Our main goal on the trip was to offer guidance and assistance to the dedicated medical staff at Shinshicho Primary Hospital. The hospital, located about six hours south of Addis Ababa, was renovated and upgraded with financial assistance from Holt International and the government. It serves about 250,000 community members per year. The hospital is a large, three-story structure with an emergency room, HIV/AIDs clinic, pharmacy and laboratory, surgical ward, post-delivery suite, family planning and social services, and NICU. The third floor, fondly named after Holt board member and adoptive mom Dr. Rebecca Brandt, is filled with in-patient beds for patients who require overnight stays. The hospital itself is clean and organized, with large windows that overlook the town and countryside.
Our days were long, exhausting and immensely satisfying. We spent our time educating the doctors and nurses about emergency medicine, triage and care for the minimally conscious patient. My colleagues on the trip, Dr. Kim Brandt and Dr. Steve Lamb, taught the doctors how to apply and read an EKG machine (graciously donated by the Brandt family) and practiced on patients with cardiovascular impairments. We also brought five pulse oximetry monitors (donated by Americares) and educated the nursing staff on implications for use. As a physical therapist, I am expertly trained in the role of body mechanics and mobility; therefore, I shared my knowledge about safe and proper transfer of patients who need to be turned in bed or assisted to a sitting/standing position. The staff at SPH is compassionate and quick to learn new methods. The level of care they are able to provide with their resources is astounding.

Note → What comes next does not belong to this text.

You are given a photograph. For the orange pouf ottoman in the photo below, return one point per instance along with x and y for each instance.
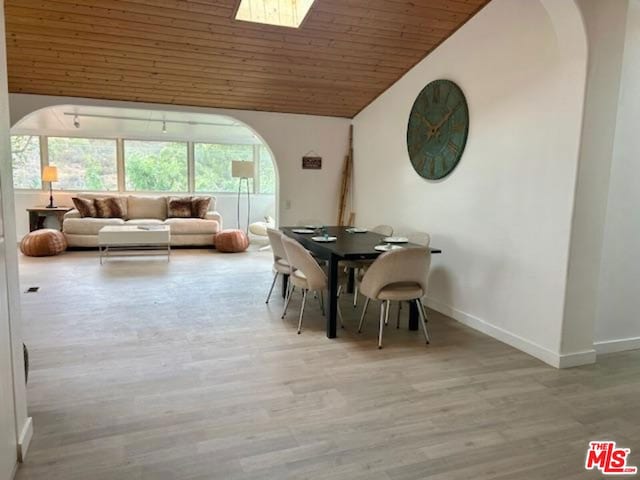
(231, 241)
(43, 243)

The highlight of my trip was not found in a museum or on a guided tour. It was the genuine smile on each person’s face. This smile was everywhere; on the faces of adults and children alike. It was infectious and inspiring, and I know that my purpose on this trip was to find the true definition of happiness untouched by consumerism or driven by personal motivation. When Gandhi penned these words, “The best way to find yourself is to lose yourself in the service of others,” I know that he was speaking of the euphoria that I was currently experiencing. I want to extend an endless amount of “Thank You’s” and hugs to the staff at Shinshicho Primary Hospital and Holt Ethiopia for their kindness, hospitality and for restoring my faith in humanity. I am looking forward to my next trip and hope to once again say “Selam” to my friends in Ethiopia.